Qui però vorrei far notare soprattutto che la stessa sentenza, in un unico punto, lascia uno spiraglio, ove reca:
Né può ritenersi che l’utilizzo, nella denominazione del nuovo Comune, delle parole italiane «San Giovanni» avrebbe determinato, come adombrato dalla difesa regionale, una forzosa italianizzazione di un toponimo storicamente e tradizionalmente radicato sul territorio. Va osservato, in primis, che il toponimo «Sèn Jan di Fassa-Sèn Jan» – espressione d’una «scelta politica» (sentenza n. 2 del 2018) che, sentite le popolazioni interessate, il Consiglio regionale ha compiuto con la legge impugnata – adopera il nome di un santo, ovviamente non sconosciuto alla lingua italiana, di modo che l’uso della locuzione «San Giovanni» non sarebbe stato il frutto di una traduzione coatta di un toponimo in verità intraducibile.

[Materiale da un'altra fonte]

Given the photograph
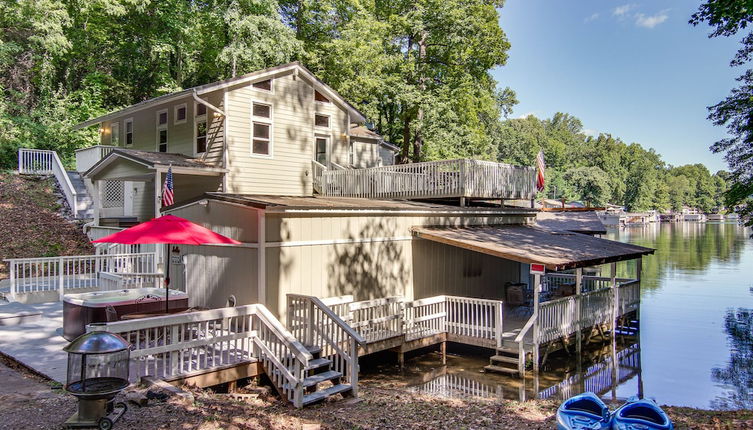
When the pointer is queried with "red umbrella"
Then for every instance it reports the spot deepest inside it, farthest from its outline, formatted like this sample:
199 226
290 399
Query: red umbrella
170 230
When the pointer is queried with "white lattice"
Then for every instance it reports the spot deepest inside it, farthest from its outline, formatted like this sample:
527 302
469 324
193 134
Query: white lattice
112 194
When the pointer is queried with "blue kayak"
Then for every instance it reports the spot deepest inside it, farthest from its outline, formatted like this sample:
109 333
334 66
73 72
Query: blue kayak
583 412
640 414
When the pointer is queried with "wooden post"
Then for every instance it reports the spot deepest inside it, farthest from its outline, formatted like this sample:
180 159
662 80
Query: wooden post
536 290
578 290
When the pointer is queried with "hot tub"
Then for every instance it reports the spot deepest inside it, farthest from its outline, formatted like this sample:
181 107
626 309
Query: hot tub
79 310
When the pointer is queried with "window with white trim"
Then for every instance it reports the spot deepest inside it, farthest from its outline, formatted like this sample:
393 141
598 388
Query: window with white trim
261 129
162 130
128 125
200 128
115 134
180 114
321 120
263 85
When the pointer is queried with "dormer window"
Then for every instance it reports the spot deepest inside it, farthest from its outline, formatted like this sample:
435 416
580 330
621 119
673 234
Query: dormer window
321 120
320 97
263 85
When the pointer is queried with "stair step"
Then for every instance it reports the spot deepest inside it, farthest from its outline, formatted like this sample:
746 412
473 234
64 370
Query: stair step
313 349
319 377
318 363
323 394
505 359
500 369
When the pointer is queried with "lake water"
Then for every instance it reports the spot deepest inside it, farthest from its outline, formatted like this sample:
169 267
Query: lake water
694 348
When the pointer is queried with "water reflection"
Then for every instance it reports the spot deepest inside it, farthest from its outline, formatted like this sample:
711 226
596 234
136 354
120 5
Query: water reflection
739 371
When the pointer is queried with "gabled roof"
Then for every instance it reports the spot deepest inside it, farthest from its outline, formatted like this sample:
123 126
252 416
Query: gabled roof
152 160
258 75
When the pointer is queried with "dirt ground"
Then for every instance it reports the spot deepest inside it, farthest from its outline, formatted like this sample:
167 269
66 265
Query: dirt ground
30 402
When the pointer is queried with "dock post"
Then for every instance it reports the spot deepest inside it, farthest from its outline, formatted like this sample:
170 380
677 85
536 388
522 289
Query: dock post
578 319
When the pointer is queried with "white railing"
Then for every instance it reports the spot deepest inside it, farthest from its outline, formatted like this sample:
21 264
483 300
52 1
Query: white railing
62 274
44 162
435 179
123 281
317 169
425 317
87 157
377 319
474 318
463 319
35 161
174 345
315 324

La corte dunque riconosce — almeno! — che possono esistere nomi che, diversamente da quelli dei santi*, sono intraducibili e/o frutto di una traduzione coatta. Non sappiamo come i giudici avrebbero deciso se Sèn Jan non fosse, appunto, un santo, ma affermare che questo giudizio pregiudicherebbe qualsiasi forma di superamento del Tolomei sarebbe quantomeno affrettato.
Cëla enghe: 01
*) la stessa cartina del Sudtirolo «con toponimastica storicamente fondata», edita da alcune associazioni sudtirolesi, partiva dal presupposto che i comuni intitolati a una santa o a un santo andassero comunque tradotti.